Fig. 1 (a) Internal view of a cleaved bead of 1a. The yellow line represents the line (total length = 600 µm) along which the profile curves were obtained; (b) EDS profile curves of 1a for Eu, Gd and Mo.

As the second step, the straw-colored nanocomposite beads were solubilized in slightly acidic water (acetate buffer, pH 4.25) giving rise to aqueous solutions of the same color of Eu_0.33³⁺Gd_0.34³⁺/[Mo(CN)₈]³⁻/chitosan 1b or Tb_0.33³⁺Gd_0.35³⁺/[Mo(CN)₈]³⁻/chitosan 2b (Scheme 1b). It is important to note that these colloidal solutions are extremely stable over time and no any precipitation or aggregation of nanoparticles was observed during few months. Such stability in time was attributed to the presence of a residual corona of chitosan surrounding the nanoparticles.^9a,19 The dry residues of these solutions present the same Ln/Gd/Mo ratio as for the nanocomposite beads (Table 1).
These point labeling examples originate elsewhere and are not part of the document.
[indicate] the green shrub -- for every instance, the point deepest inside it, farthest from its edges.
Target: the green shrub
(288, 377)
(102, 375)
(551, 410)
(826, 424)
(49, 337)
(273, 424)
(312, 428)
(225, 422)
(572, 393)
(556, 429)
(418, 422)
The infrared (IR) spectra of the nanocomposite beads 1a and 2a and their corresponding aqueous solutions 1b and 2b show the band at 2113 cm⁻¹ corresponding to the stretching vibrations of the bridging –Mo⁵⁺–CN–Ln³⁺– indicating the formation of the cyano-bridged network (Table 1, ESI, Fig. S2†). Similar band has also been observed in the case of the bulk analogous.¹⁸ As expected, the IR spectra also present chitosan vibration bands at 3237 (NH₂ and OH groups), 1660 (acetamide groups) and 1598 cm⁻¹ (NH₂ groups).¹⁹

Transmission Electronic Microscopy (TEM) observations were performed on the nanocomposite beads 1a, 2a and on the corresponding aqueous solutions 1b, 2b. As an example, Fig. 2a shows a TEM image of the nanocomposite beads 1a. The porosity of the chitosan matrix can be clearly seen as well as the presence of non-aggregated homogeneously dispersed nanoparticles appearing as black dots into the chitosan (inset on the left of Fig. 2a). A High Resolution Transmission Electronic Microscopy (HRTEM) image of a single nanoparticle displaying the atomic planes alignment is also given in the inset on the right of Fig. 2a (ESI, Fig. S3†). The EDS analysis coupled with HRTEM on isolated nanoparticles 1a confirmed the homogeneous dispersion of Mo, Eu and Gd ions in proportions identical to those obtained on assemblies of nanoparticles (i.e. a Eu/Gd/Mo ratio of ca. 0.3/0.3/1) (ESI, Fig. S4†). Fig. 2b and c present TEM and HRTEM images of nanoparticles 1b obtained after solubilization of the chitosan matrix in water. They show spherical in shape, non-aggregated and well dispersed nanoparticles with the size distribution centered at 4.5 nm. The size distribution histogram for nanoparticles 1b is given in Fig. 2d. The nanoparticles 2a,b present similar textural characteristics: narrow sized spherical coordination polymer nanoparticles were observed with the size distribution centered 2.8 nm (ESI, Fig. S5†).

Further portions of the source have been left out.